Eligibility For Double Jeopardy Defense: Only some forms of criminal cases qualify for protection from double jeopardy. If a particular proceeding does not put an individual at risk, then there is no ban on future proceedings against that individual for the same actions. While the text of the Fifth Amendment implies that the defence of double threats applies only to 'life or limb' cases, the Supreme Court has established that the right is not restricted to capital offences or corporal punishment. Instead, immunity applies, regardless of the sentences they prescribe, to all felonies, misdemeanours and juvenile delinquency adjudications.
It is not only a matter of which proceedings are subject to double risk, but also of the beginning or attachment of danger.
This problem is critical because the government's acts before attacks, such as withdrawing the indictment, would not preclude further prosecutions against the same person for the same crime.
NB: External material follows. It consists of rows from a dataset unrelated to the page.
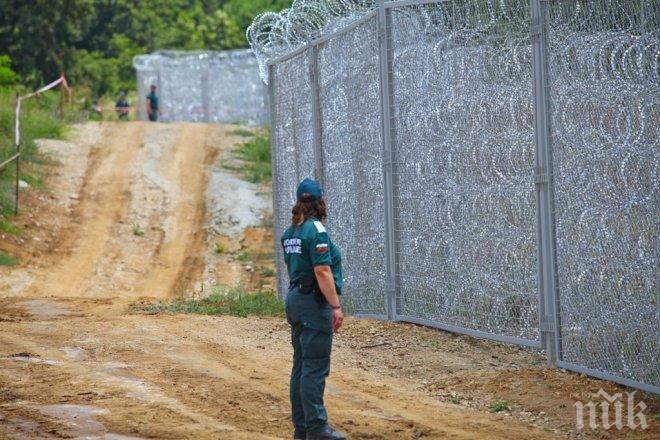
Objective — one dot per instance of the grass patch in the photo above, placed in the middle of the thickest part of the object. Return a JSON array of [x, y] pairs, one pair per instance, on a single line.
[[499, 406], [137, 230], [9, 228], [244, 257], [6, 259], [243, 132], [39, 119], [224, 300], [255, 153]]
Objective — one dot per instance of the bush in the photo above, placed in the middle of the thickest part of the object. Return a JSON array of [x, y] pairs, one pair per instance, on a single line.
[[223, 301], [256, 155]]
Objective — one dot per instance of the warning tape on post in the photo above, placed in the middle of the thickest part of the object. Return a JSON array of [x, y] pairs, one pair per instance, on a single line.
[[58, 81]]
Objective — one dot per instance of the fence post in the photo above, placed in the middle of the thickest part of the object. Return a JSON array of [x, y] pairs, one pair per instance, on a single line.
[[549, 319], [387, 97], [206, 101], [313, 59], [272, 116], [18, 149]]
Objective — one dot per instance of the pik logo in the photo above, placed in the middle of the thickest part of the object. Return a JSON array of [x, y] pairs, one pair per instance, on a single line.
[[611, 408]]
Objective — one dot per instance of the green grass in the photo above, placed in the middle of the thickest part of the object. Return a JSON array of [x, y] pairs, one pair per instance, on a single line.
[[6, 259], [137, 230], [9, 228], [223, 301], [243, 132], [244, 257], [255, 153], [499, 406], [39, 119]]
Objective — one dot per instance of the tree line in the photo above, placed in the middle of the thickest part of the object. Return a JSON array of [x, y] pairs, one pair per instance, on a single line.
[[94, 41]]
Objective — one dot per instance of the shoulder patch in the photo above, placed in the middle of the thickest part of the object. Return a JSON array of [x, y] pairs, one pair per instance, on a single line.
[[319, 226]]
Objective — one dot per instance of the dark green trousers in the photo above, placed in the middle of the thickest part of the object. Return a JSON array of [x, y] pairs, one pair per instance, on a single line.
[[311, 337]]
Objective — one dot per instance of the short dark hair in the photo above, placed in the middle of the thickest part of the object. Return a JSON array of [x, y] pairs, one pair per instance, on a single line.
[[308, 207]]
The entire spectrum of Fifth Amendment rights from multiple charges and multiple fines takes place after the threat has been attached. For jury trials, as the jury is sworn, jeopardy attaches. In criminal trials tried without a jury by a judge, when the first witness is sworn in, danger is attached. When a defendant enters into a plea deal with the prosecutor, there is no risk until the plea is accepted by the judge. When double risk security ends, it is just as necessary to determine as when it starts, but it can be a little more difficult. The government does not arrest anyone for further court hearings on the same issue until the danger has ended.
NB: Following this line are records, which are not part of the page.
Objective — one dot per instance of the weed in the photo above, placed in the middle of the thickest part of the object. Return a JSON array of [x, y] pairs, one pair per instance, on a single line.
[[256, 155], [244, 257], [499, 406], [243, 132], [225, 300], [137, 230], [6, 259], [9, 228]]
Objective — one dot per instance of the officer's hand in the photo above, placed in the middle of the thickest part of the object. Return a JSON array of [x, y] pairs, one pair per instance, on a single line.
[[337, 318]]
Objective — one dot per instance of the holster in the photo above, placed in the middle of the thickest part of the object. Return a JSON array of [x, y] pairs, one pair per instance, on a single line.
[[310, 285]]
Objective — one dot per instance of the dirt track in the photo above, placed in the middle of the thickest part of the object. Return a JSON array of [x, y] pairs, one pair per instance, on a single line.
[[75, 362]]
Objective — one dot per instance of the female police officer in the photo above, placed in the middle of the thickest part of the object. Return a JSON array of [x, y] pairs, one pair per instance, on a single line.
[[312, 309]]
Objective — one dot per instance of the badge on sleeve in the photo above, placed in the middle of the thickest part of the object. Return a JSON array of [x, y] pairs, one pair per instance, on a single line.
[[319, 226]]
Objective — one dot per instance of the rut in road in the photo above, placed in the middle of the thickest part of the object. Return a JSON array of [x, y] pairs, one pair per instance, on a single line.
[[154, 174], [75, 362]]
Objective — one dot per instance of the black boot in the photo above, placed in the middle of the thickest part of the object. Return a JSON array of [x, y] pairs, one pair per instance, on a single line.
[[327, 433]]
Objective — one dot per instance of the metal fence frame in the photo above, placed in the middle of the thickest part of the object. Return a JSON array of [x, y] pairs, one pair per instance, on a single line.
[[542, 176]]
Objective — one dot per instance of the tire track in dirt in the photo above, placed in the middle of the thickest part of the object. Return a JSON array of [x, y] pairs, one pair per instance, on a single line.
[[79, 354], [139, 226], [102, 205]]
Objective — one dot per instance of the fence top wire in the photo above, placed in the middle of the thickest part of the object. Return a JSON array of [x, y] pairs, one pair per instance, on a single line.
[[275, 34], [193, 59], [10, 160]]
Outcome: Recently, in the case of the Institute of Chartered Accountants of India v. Vimal kumar Surana, the court held that if an individual is convicted under a different rule, it cannot be considered to be a double threat. Under terms of the Chartered Accountant Act 1949, the defendant was convicted. The court held that it does not grant him immunity from prosecution simply because he is convicted by the clause of that act, because the aspect of the crime varies, and that he can be charged with a variety of different offences and different laws, including the Indian Penal Code. On the contrary, it is also important to know that if the characteristics of an offence are different from those of the accused, he would not be able to please the defence pursuant to section 300 of the CrPC, as it clearly sets out the requirement that a person may be prosecuted on the basis of the same facts if the offence contains different elements that are charged under penal law. Having said that, it is also critical that the case be prosecuted for an offence by a competent jurisdiction. And the authority alone should rule on a defendant's conviction or acquittal. As discussed in Assistant Controller of Customs v L. R. Malwanithat the proceedings before the Sea Customs authorities were not a 'prosecution' and the order for confiscation was not a 'punishment' levied by a court or judicial tribunal within the scope of Article 20(2) of the Constitution and was therefore not prevented from prosecuting him subsequently.